Let's time how long it takes to process all the videos.

In [9]:
start = time.perf_counter()
for batch in dl:
    pass
pytorch_time = time.perf_counter() - start
pytorch_time

142.3154000339564

**Using only a DALI dataloader**

In [10]:
dl = ComboDataLoader(
		dataloaders=[DataLoaderType.DALI],
		dataloader_portions=[1],
		video_paths=video_paths,
		transform=transform,
		stride=2,
		step=32,
		sequence_length=16,
		fps=32,
		batch_size=8,
		dali_pipeline_kwargs={"num_threads": 10}
)

In [11]:
start = time.perf_counter()
for batch in dl:
    pass
dali_time = time.perf_counter() - start
dali_time

[/opt/dali/dali/operators/reader/loader/video_loader.h:180] ``file_list_include_preceding_frame`` uses the default value False. In future releases, the default value will be changed to True.


101.49571724503767

**Using the optimal combination of DALI and PyTorch**

Based on the times measured above, we allocate the videos in an optimal split between DALI and PyTorch to take advantage of concurrency between the CPU and GPU.

In [12]:
dali_portion = int(round(pytorch_time / (pytorch_time + dali_time) * 100))
pytorch_portion = int(round(dali_time / (pytorch_time + dali_time) * 100))

# Expected time with these portions
# We won't get this ideal time, since there is overhead
dali_portion / 100 * dali_time

58.867516002121846

In [13]:
# Create the dataloader
dl = ComboDataLoader(
		dataloaders=[DataLoaderType.PYTORCH, DataLoaderType.DALI],
		dataloader_portions=[pytorch_portion, dali_portion],
		video_paths=video_paths,
		transform=transform,
		stride=2,
		step=32,
		sequence_length=16,
		fps=32,
		batch_size=8,
		pytorch_dataloader_kwargs={"num_workers": 10},
		dali_pipeline_kwargs={"num_threads": 10}
)

In [14]:
start = time.perf_counter()
for batch in dl:
    pass
end = time.perf_counter() - start
end

[/opt/dali/dali/operators/reader/loader/video_loader.h:180] ``file_list_include_preceding_frame`` uses the default value False. In future releases, the default value will be changed to True.


70.62431819702033

**Using PyTorch with a Decord backend**

Using decord, we can push the resize down to the decoding step to get over 2x speedup.

In [15]:
# Create the dataloader
dl = ComboDataLoader(
		dataloaders=[DataLoaderType.PYTORCH],
		dataloader_portions=[1],
		video_paths=video_paths,
		transform=transform,
		stride=2,
		step=32,
		sequence_length=16,
		fps=32,
		batch_size=8,
		pytorch_dataloader_kwargs={"num_workers": 10},
		pytorch_dataset_kwargs=dict(decoder="decord", short_side_scale=128),
)

In [16]:
start = time.perf_counter()
for batch in dl:
    pass
pytorch_decord_time = time.perf_counter() - start
pytorch_decord_time

37.828518219990656

In [17]:
pytorch_time / pytorch_decord_time

3.762119340924889

**Using the optimal combination of DALI and PyTorch with a Decord backend**

In [18]:
dali_portion = int(round(pytorch_decord_time / (pytorch_decord_time + dali_time) * 100))
pytorch_portion = int(round(dali_time / (pytorch_decord_time + dali_time) * 100))

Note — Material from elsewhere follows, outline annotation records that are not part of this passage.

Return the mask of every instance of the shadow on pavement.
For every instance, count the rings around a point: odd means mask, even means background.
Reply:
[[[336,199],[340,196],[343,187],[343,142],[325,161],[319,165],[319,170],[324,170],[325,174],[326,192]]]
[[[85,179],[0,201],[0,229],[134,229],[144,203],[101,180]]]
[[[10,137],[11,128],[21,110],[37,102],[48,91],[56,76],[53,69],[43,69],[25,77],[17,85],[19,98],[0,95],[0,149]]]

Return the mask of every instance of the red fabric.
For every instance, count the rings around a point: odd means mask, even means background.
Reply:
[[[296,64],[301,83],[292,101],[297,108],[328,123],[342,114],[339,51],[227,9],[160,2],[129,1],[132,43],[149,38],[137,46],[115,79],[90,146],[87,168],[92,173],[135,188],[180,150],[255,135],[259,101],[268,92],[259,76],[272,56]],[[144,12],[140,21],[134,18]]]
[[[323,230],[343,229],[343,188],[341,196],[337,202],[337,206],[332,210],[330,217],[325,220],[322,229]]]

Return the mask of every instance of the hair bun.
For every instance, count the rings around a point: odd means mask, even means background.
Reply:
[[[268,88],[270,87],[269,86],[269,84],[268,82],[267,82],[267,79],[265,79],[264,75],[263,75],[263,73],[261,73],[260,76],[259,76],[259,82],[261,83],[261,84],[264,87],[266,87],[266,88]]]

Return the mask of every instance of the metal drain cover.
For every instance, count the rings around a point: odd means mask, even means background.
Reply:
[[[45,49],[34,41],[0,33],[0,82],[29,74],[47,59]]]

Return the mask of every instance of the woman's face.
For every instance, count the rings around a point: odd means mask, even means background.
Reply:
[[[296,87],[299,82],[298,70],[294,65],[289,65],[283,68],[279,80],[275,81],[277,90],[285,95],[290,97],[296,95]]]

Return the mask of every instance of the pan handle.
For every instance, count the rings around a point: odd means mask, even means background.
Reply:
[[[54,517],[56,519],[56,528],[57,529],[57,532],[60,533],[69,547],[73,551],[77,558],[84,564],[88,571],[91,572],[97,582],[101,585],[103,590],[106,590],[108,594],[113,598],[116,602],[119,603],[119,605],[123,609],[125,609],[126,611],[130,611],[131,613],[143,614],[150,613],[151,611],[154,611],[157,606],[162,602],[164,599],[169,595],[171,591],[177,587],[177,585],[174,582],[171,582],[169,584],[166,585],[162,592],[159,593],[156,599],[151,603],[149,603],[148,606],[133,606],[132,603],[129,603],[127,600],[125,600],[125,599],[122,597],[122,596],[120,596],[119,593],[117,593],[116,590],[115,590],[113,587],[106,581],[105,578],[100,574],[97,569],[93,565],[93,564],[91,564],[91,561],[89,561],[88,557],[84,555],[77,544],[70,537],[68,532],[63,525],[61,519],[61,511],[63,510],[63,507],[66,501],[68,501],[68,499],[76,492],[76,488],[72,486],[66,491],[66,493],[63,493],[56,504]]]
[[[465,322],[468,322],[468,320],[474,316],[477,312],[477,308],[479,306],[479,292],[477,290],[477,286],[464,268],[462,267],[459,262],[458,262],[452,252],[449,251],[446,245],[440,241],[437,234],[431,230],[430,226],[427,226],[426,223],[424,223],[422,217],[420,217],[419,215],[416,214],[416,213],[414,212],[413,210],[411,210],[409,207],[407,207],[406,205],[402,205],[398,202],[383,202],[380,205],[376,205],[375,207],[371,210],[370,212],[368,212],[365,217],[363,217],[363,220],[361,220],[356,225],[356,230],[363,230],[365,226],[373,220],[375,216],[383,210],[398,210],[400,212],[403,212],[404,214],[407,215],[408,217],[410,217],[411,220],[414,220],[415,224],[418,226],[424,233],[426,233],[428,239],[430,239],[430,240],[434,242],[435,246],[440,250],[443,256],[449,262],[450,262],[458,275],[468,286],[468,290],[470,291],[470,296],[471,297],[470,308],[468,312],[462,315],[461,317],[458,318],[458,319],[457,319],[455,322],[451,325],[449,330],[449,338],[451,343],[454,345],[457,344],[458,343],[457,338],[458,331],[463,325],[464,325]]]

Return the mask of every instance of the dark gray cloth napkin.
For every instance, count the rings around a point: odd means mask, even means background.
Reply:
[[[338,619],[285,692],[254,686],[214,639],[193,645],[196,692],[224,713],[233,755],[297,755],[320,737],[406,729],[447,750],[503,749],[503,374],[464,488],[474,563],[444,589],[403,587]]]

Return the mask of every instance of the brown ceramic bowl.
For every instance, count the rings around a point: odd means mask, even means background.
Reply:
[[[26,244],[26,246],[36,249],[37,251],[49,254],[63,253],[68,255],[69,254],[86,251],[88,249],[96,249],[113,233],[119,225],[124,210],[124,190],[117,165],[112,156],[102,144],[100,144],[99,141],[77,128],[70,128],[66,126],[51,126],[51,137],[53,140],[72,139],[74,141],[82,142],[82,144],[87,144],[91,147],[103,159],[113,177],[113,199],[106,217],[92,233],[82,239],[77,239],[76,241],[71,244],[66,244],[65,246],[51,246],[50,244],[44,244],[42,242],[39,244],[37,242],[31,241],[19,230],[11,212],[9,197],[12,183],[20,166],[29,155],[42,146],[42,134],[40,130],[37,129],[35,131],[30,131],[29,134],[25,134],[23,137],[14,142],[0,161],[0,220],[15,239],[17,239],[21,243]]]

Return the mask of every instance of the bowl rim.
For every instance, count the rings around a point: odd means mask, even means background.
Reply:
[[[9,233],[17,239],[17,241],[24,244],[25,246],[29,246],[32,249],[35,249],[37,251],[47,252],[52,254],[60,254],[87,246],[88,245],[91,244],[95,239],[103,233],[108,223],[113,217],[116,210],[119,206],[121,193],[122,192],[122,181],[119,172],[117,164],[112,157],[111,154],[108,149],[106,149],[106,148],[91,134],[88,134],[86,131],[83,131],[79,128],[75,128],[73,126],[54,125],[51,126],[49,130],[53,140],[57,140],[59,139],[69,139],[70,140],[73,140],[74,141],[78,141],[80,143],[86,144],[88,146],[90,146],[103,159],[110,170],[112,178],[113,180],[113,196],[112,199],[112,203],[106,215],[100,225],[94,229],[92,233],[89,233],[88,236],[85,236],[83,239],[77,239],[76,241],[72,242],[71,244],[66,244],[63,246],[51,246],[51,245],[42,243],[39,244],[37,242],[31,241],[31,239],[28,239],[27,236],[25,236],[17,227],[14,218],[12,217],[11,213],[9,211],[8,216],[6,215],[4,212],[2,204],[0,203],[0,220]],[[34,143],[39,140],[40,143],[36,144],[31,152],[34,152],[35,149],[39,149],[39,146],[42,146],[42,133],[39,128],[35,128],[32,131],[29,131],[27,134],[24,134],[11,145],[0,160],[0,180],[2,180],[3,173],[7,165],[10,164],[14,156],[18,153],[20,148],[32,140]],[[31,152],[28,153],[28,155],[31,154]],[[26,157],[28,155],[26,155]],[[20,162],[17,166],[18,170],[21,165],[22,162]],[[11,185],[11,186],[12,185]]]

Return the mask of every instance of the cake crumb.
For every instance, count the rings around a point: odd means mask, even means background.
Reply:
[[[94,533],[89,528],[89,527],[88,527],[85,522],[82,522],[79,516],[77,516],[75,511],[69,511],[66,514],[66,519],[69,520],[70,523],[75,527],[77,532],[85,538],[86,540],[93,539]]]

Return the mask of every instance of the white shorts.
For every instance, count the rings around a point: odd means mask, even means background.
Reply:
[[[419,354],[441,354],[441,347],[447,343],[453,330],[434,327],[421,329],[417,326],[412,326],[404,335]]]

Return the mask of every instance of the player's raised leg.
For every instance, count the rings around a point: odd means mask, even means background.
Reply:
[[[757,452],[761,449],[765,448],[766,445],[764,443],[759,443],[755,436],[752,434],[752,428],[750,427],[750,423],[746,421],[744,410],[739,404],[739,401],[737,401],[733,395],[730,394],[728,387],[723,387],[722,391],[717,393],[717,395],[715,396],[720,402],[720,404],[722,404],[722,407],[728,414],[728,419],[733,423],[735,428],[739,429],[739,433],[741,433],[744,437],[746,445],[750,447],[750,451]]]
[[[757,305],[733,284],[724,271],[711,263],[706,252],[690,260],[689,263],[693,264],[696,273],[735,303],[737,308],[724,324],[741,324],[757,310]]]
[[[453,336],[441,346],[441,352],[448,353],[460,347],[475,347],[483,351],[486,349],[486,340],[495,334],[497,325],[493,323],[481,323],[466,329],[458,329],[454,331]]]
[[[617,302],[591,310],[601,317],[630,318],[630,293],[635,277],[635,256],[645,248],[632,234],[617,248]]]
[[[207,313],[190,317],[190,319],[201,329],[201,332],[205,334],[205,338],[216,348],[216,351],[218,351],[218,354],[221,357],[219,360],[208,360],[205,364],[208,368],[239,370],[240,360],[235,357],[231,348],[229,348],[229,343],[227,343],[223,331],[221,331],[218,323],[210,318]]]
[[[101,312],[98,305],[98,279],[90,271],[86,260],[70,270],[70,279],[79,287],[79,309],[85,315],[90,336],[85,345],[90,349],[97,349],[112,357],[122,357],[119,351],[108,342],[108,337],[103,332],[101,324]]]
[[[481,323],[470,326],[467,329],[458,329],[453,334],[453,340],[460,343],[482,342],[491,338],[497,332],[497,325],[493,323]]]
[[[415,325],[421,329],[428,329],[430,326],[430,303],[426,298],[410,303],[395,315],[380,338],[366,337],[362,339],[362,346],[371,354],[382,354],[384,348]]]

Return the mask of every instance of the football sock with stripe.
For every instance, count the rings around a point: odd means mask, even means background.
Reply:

# Expected time with these portions
dali_portion / 100 * dali_time

27.403843656160173

In [19]:
# Create the dataloader
dl = ComboDataLoader(
		dataloaders=[DataLoaderType.PYTORCH, DataLoaderType.DALI],
		dataloader_portions=[pytorch_portion, dali_portion],
		video_paths=video_paths,
		transform=transform,
		stride=2,
		step=32,
		sequence_length=16,
		fps=32,
		batch_size=8,
		pytorch_dataloader_kwargs={"num_workers": 10},
		pytorch_dataset_kwargs=dict(decoder="decord", short_side_scale=128),
		dali_pipeline_kwargs={"num_threads": 10},
)

In [20]:
start = time.perf_counter()
for batch in dl:
    pass
end = time.perf_counter() - start
end

[/opt/dali/dali/operators/reader/loader/video_loader.h:180] ``file_list_include_preceding_frame`` uses the default value False. In future releases, the default value will be changed to True.


33.9872514490271

In [21]:
# Speedup 
pytorch_time / end

4.187317125287289